It started out really cool, except for the first part where God was making the earth and the animals, and plants and stuff--that was way too star trek for me.
But the cool part is where Adam and his Eve woke up, like poof in the garden and were naked. I was like, "Rock on, Adam...you're streaking naked in a garden with a naked woman." And, God told them to go forth and multiply like jackrabbits, so I was like, "Whoa, Adam...you rock." But, then I wondered if Eve was ugly or not, because that would put a huge damper on multiplying like jackrabbits. But, then I thought well, if Eve's the first woman that Adam's ever seen then maybe it doesn't matter if she's ugly as sin--kind of like the fat girl that everyone makes out with in jr. high, or the first night you get drunk and wake up with an ugly chick--you really don't know any better at the time.
Anyway, I thought that Adam rocked.
But, then I got to the story of Noah, and I was like..."Dude, this story is seriously messed up." First, God picks a zookeeper to be the chosen one. God is like "Dude, Noah, you're like the Neo, and you have to save everyone. Except, dude, everyone's going to die except the animals. So save the animals, dude."
So Noah starts building this boat for a bunch of animals. And, he's like 600 years old...I mean, like what 600 year old dude can both be a zookeeper and build a boat. If it were me, I'd say to God, "I'll either build your dumb boat or I'll take care of your animals, but not both."
So, I was wondering then what kind of a head trip that Noah must have been on, trying to save all of the animals and build a boat big enough to put all of the animals in...that thing must have been huge! But, I heard they had some good shrooms back then, so I'm sure he ate a bunch of the good shrooms to get him through being a zookeeper. I figure that, because I've got a friend who works in a zoo, and she's high on shrooms all the time.

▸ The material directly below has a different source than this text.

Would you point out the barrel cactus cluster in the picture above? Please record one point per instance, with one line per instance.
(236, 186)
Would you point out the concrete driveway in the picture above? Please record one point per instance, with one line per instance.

Well, anyway, he gets all these animals into the ark, and then they must have been on that ark for like one or two years, because Noah keeps throwing these birds off the ark and sometimes they come back and sometimes they don't. But, I don't blame the birds for not coming back, because the ark must have stunk really bad with millions of animals all crammed in there for two years.
And, I wondered...well, if Noah's all doped up on shrooms, then he's probably not a very good zookeeper, and probably thousands of these animals are dying. I remember I had about twenty fish when I was little, and they only lasted for about three days. Except a fish I had called Goldie, and Goldie lasted for a few weeks. And, I tried really hard to make those fish live, except when I accidentally dropped all of the food in the tank. But, my point is that I killed off the fish, and I wasn't doped up on shrooms, so Noah must have killed off a ton more animals than I did.
So, I get to wondering why God killed everyone off but Noah, and I'm thinking..."dude, this Bible is way depressing, because there's just way too much death and destruction, and I'm only on page 25." And, then it got really boring, so I just thumbed through the rest of it, and I didn't ever see any more really cool stories like the story of Adam streaking and multiplying like jackrabbits. It all seemed like more of the same boring Noah stuff.
So, I'm giving it a few stars, because Adam rocked, and he's my hero now. But, the rest of it was really depressing, so that's why I didn't give it five stars.